Neben einer einzigartigen Sammlung von 50 Werken von Rubens selbst bzw.
aus seiner Werkstatt, ist das Museum für schöne Künste auch im Besitz von
Kompositionen, die der Antwerpener Großmeister in Zusammenarbeit mit bekannten
Kollegen wie Jan Bruegel dem Älteren, Antoon van Dyck und Cornelis de Vos
realisierte. Die Sammlung, die aus Ölskizzen, kleineren Gemälden und
Altarbildern besteht, stammt aus Rubens fruchtbarster Periode (1614 – 1640), in
der sein kreatives Genie und sein Unternehmungsgeist am stärksten zum Ausdruck
kamen. Der Focus wird auf die Kunsttheorie gelegt, die ihn als humanistischen
Maler in seinem Schaffen beeinflusste. Die Ausstellung hat zum Ziel, die
Rubenssammlung des Museums im Kontext ihres Entstehungsprozesses zu zeigen.

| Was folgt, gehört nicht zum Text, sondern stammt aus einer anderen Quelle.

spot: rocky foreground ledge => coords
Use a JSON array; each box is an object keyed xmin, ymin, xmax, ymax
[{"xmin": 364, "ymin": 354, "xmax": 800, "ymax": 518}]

Hierzu werden auch ca. 70 Leihgaben aus anderen Museen zu sehen sein.
Pünktlich zur Ausstellungseröffnung erstrahlt der große Rubenssaal, in dem Sie
die großformatigen Altarbilder des Meisters bewundern können, in neuem Glanz.
Mehrere der ausgestellten Werke werden extra für die Ausstellung restauriert.
Die Restaurierung des imposanten Altarbildes „Die Krönung von Maria“ können Sie
während der Ausstellung sogar live miterleben.